IPA does not prescribe any specific thematic template for the analysis of the data gathered through its technique. Thus, it is well suited to being combined with other interpretive frameworks which reflect both the researcher’s prior concerns and the points of interest emerging from the data. When combined with such post-hoc interpretive frameworks, IPA’s inductive orientation becomes something closer to the abduction described by Cunliffe and Coupland (2011), in that there is an iterative movement back and forth between theory and data, between pre-conceptions and openness to surprise.
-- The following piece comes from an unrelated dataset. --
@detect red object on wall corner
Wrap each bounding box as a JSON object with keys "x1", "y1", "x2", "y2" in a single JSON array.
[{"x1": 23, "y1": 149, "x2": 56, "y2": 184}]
Agency in context through critical sensemaking

We are sensitive to the criticisms levelled at phenomenology in general, and IPA in particular, especially associations with individualism (and its affiliates—introspectionism, essentialism, cognitivism, psychologism and solipsism). Phenomenologists are interested in first-person, subjective experience, and at times this has been read as a neglect of the social, relational, discursive and institutional influences on selfhood (e.g. Parker, 2005). In the search for the ‘non-essentialized individual’ (Lecoure and Mills, 2008), phenomenologists have to tread a fine line between taking the first person seriously and ignoring the constituting influence of context. To use Harré’s expression, we have to proceed carefully if we are to realize a study of individuality rather than individualism (Harré, 1998).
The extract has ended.